End-to-end acknowledgments in Data Prepper
Data Prepper is an open-source data collector used to ingest data into OpenSearch clusters. In addition to Data Prepper’s in-memory buffer, which allows for fast throughput, users also want improved data durability, particularly, confirmation that the data received by Data Prepper reaches the desired sink. End-to-end acknowledgments give Data Prepper this capability.
The need: Improving data durability
The Data Prepper maintainers and their teams have observed that a common challenge to data durability is ingestion pipeline reliability. For example, if the OpenSearch cluster cannot receive data because of temporary stress on the cluster or underscaling, then Data Prepper cannot send data to the destination sink. Further, Data Prepper may exhaust memory or other system resources or the hardware running Data Prepper may fail resulting the data loss during the ingestion.

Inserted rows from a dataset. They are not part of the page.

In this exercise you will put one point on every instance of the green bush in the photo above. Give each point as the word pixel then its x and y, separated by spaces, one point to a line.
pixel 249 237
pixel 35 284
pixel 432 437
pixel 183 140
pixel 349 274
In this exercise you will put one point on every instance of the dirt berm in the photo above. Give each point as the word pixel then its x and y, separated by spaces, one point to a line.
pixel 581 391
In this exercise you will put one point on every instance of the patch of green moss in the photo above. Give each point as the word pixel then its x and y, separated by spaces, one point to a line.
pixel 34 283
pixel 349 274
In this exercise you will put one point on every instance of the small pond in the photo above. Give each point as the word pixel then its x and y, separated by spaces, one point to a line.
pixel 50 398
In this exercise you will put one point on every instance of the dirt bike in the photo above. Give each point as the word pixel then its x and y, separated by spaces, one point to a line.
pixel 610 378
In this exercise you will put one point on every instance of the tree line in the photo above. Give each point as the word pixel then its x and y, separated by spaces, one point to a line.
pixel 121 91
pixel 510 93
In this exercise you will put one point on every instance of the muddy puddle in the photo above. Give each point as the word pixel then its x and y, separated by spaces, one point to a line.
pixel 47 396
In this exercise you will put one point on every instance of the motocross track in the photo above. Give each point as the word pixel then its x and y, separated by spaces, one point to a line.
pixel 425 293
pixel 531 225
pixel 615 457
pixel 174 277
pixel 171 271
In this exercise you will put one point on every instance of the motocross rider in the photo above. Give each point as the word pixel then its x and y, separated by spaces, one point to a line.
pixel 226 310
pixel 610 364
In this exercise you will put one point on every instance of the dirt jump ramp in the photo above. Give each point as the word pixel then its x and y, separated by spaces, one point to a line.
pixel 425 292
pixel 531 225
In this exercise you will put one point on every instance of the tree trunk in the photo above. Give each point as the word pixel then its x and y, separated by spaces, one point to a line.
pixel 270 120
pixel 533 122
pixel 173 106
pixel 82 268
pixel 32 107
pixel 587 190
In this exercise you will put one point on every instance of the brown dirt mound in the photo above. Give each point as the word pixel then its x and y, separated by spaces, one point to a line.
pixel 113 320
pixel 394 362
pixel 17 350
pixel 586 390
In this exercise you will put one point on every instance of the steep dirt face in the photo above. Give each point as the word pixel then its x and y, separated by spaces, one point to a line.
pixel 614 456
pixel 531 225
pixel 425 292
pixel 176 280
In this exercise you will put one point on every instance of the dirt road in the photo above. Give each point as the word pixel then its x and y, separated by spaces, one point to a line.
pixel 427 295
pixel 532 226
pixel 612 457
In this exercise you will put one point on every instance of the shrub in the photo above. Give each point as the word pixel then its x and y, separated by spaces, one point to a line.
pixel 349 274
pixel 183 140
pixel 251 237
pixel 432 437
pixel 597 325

To solve these challenges, the maintainers and their teams must consider the data sources themselves. For example, the Amazon S3 source can read data from a highly durable store. When observing this, capability, it was realized that if Data Prepper fails to deliver data to OpenSearch, Data Prepper can retry reading data from Amazon S3. This, however, requires knowing when the data is written before deleting the SQS message that notifies Data Prepper of an available S3 object to consume.
Our solution: End-to-end acknowledgments
Data Prepper provides data durability through the use of end-to-end acknowledgments. When a Data Prepper source is configured to use end-to-end acknowledgments, the source is notified only when the data is successfully delivered to the sink. If the source receives end-to-end acknowledgments, it can take appropriate actions such as removing SQS messages that have been successfully delivered to the sink or incrementing the commit offset, such as in the case of a Kafka source. If end-to-end acknowledgments are not received, the source may retry the operation or notify the external source of the failure. The following image shows the control flow when a Data Prepper source is configured to use end-to-end acknowledgments.
- The Data Prepper source receives a batch of records from an external source (such as Amazon S3).
- When a Data Prepper source is configured with end-to-end acknowledgments, the source creates an AcknowledgmentSet along with a callback function for each batch of records received from the external source. The source then converts the records to Data Prepper events.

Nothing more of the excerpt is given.